If you were stuck on a remote island with one choice for each of the following categories, what would they be?

  • Book: Itai: The Anthology of Hafiz (Divan). Shams-od-din Muhammad Hafiz was a Persian poet in the sufi mystic tradition. He was born in 1315, yet his message remains urgent today — hold on to your sense of wonder and find the magic in every circumstance. Marc: Operating Manual for Spaceship Earth by Buckminster Fuller
  • Song: Itai: Dangurangu, a traditional mbira song from Zimbabwe. Perfect for contemplation on an Island with its cyclical rhythmic structure, interwoven with incongruous melodic lines… yet this giant complexity melds into a serene oneness. It’s played at ceremonies to access alternative realms of consciousness.
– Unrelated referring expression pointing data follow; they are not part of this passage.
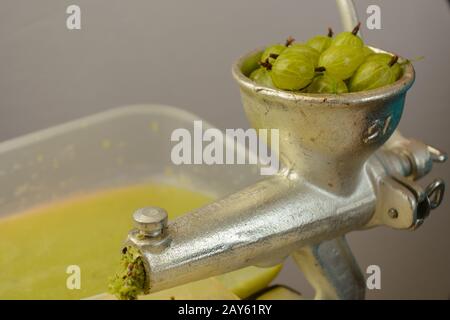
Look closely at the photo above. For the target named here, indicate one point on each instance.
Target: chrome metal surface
(150, 221)
(341, 171)
(332, 270)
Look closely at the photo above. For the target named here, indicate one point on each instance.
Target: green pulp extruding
(129, 282)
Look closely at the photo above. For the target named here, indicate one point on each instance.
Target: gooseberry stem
(330, 32)
(274, 55)
(320, 69)
(393, 61)
(290, 40)
(356, 29)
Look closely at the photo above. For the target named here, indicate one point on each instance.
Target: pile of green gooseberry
(326, 64)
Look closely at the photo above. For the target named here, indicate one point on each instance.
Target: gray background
(179, 53)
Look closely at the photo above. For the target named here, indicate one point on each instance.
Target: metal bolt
(393, 213)
(150, 221)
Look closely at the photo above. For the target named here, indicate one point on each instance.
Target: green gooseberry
(341, 61)
(292, 72)
(272, 50)
(262, 77)
(372, 75)
(388, 59)
(298, 48)
(321, 42)
(349, 38)
(327, 84)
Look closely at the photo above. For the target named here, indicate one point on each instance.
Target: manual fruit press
(344, 168)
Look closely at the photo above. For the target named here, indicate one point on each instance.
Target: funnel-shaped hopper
(326, 139)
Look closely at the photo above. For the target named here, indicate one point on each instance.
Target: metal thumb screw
(150, 221)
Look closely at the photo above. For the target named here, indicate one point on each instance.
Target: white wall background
(179, 53)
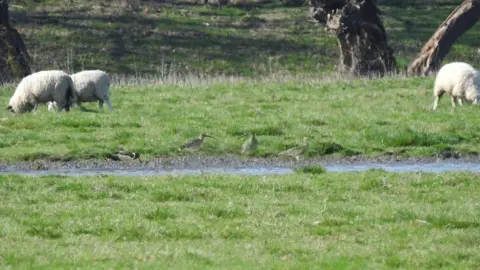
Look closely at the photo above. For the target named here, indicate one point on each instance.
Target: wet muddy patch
(237, 165)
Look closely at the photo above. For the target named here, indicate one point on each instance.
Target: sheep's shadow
(85, 109)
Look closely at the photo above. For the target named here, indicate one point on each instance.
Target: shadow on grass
(185, 36)
(132, 43)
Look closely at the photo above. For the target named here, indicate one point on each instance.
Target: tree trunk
(362, 38)
(14, 58)
(456, 24)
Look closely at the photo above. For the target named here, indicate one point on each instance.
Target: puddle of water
(397, 167)
(146, 172)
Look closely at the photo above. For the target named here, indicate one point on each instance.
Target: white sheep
(460, 80)
(90, 86)
(42, 87)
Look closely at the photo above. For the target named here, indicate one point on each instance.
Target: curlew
(194, 143)
(297, 151)
(250, 145)
(123, 155)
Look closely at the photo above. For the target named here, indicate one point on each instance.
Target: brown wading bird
(297, 151)
(250, 145)
(194, 143)
(123, 155)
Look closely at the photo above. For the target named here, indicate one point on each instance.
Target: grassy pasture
(368, 220)
(341, 117)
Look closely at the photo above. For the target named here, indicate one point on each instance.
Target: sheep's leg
(109, 104)
(51, 106)
(452, 100)
(435, 104)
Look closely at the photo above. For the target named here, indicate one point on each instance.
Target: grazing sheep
(90, 86)
(458, 79)
(42, 87)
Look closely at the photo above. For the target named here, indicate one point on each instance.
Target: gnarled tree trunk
(433, 52)
(362, 38)
(14, 58)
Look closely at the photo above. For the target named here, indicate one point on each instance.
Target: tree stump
(14, 58)
(362, 38)
(457, 23)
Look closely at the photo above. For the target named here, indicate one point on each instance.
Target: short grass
(367, 220)
(258, 38)
(341, 117)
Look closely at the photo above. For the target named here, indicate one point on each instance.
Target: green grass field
(368, 220)
(171, 67)
(341, 117)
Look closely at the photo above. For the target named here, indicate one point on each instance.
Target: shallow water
(437, 167)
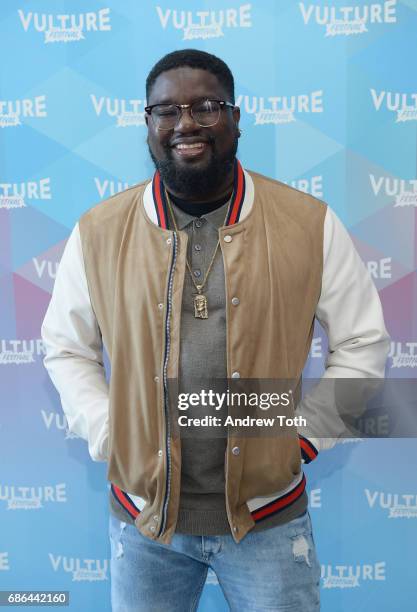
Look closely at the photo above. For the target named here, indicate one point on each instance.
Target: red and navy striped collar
(238, 196)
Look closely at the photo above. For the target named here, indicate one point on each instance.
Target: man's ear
(236, 115)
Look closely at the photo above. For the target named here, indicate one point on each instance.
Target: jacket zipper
(166, 407)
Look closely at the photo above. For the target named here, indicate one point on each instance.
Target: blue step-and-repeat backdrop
(328, 95)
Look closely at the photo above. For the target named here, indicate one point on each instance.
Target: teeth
(194, 145)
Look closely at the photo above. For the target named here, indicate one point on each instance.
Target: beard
(185, 179)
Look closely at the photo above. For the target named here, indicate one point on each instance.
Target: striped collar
(242, 199)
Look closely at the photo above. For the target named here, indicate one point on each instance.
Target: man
(206, 270)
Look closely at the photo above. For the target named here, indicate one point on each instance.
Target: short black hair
(193, 58)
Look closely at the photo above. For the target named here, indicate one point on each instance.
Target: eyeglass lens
(205, 113)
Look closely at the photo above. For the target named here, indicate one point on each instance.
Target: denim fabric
(276, 569)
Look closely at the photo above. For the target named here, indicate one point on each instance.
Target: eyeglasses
(205, 113)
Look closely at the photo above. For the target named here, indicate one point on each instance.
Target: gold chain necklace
(200, 300)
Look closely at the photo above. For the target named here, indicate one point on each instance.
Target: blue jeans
(276, 569)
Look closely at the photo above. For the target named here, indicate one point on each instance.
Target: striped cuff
(308, 451)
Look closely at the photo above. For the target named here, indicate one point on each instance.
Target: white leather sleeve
(350, 311)
(74, 351)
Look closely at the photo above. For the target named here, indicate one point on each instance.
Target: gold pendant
(200, 306)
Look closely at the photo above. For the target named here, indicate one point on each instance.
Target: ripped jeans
(275, 569)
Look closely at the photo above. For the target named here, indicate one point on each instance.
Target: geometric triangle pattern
(328, 104)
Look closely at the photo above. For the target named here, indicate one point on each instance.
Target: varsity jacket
(288, 259)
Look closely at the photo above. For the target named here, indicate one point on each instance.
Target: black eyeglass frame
(180, 107)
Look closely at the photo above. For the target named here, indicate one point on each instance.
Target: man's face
(193, 172)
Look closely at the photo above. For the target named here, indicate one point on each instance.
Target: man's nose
(186, 121)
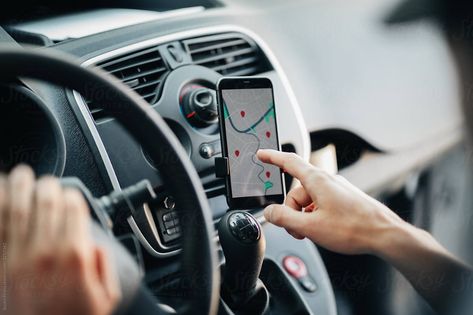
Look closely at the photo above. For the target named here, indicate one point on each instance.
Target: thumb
(286, 217)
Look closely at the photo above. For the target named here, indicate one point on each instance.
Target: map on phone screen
(250, 125)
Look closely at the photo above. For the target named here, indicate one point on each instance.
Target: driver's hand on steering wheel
(50, 263)
(327, 209)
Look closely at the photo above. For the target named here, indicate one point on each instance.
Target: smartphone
(247, 117)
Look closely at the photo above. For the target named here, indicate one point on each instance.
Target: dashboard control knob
(200, 107)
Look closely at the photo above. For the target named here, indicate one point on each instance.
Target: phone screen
(250, 124)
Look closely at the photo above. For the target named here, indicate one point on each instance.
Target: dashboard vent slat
(227, 53)
(142, 70)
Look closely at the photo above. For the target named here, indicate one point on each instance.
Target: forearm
(431, 269)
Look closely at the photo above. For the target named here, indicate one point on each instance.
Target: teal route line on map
(267, 184)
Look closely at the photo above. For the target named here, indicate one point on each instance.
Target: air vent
(229, 54)
(142, 70)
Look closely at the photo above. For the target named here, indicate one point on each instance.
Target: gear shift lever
(243, 244)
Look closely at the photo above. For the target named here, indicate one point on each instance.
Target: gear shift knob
(243, 245)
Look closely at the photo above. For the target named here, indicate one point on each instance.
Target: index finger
(289, 162)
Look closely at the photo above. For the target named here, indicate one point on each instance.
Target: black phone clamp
(222, 168)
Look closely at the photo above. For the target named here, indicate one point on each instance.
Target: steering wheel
(198, 256)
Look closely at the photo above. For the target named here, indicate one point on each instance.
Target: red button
(294, 266)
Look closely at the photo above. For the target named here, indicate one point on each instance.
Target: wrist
(388, 234)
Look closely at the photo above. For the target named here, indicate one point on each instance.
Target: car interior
(102, 94)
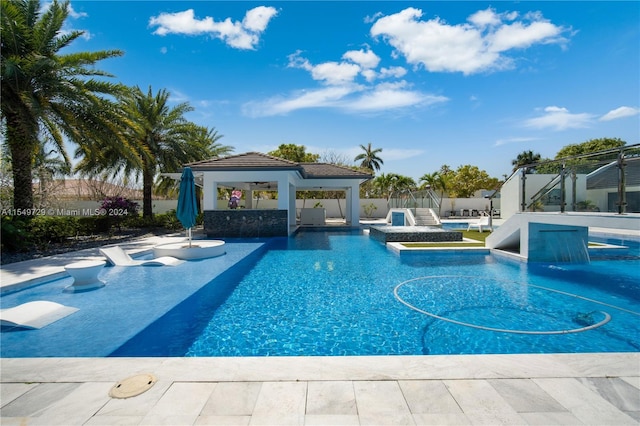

Immersion in this music can rival psychedelics (I read it somewhere!). Marc: Sinnerman by Nina Simone.
  • Food: Itai: I can’t think of a food item that I couldn’t do without. I put too much salt in everything (yes doctor, very bad, I know, I just need one more pinch)! If anything, salt would be it. Marc: Coffee. I can pretty much survive on any protein, vegetable and starch sources, but I know I would miss coffee!
  • Survival Tool: Itai: A retro manual brass firelighter. Practical for cooking, heating, and lighting. Doubles as a play gadget and masquerades as artwork. Marc: My ancestors, the wayfaring Polynesian voyagers that populated thousands of uninhabited islands throughout the Pacific over millennia, relied solely on their creativity and deep understanding of nature to not only survive but thrive. So my survival tool would be to keep a sharp mind (coffee will help!), no matter the situation.

What feature are you most excited about for an Oceanix floating community?

Itai: Reconfigurability. Floating cities are living organisms capable of responding to the changing needs of the community. On land, once built, the structure is stuck. You can rearrange floating platforms as desired. And, if you are unhappy with your community or just looking for a new adventure, you can simply detach and float where your heart takes you. Marc: The ability to reimagine humanity’s relationship to the environment, on an unprecedented scale. We discovered agriculture 10,000 years ago, which led to the creation of permanent human settlements. Will the next chapter, the next 10,000 years, be one of humanity moving to the ocean and letting nature flourish again, on land as well as in the seas?

What have you read recently that you would recommend?

Itai: “The Book of Embraces” by Eduardo Galeano, one of the most profound writers out of Latin America. The blurb aptly captures the book: “Parable, paradox, anecdote, dream and autobiography blend into an exuberant world view and affirmation of human possibility”. Marc: “The Ministry for the Future” by Kim Stanley Robinson.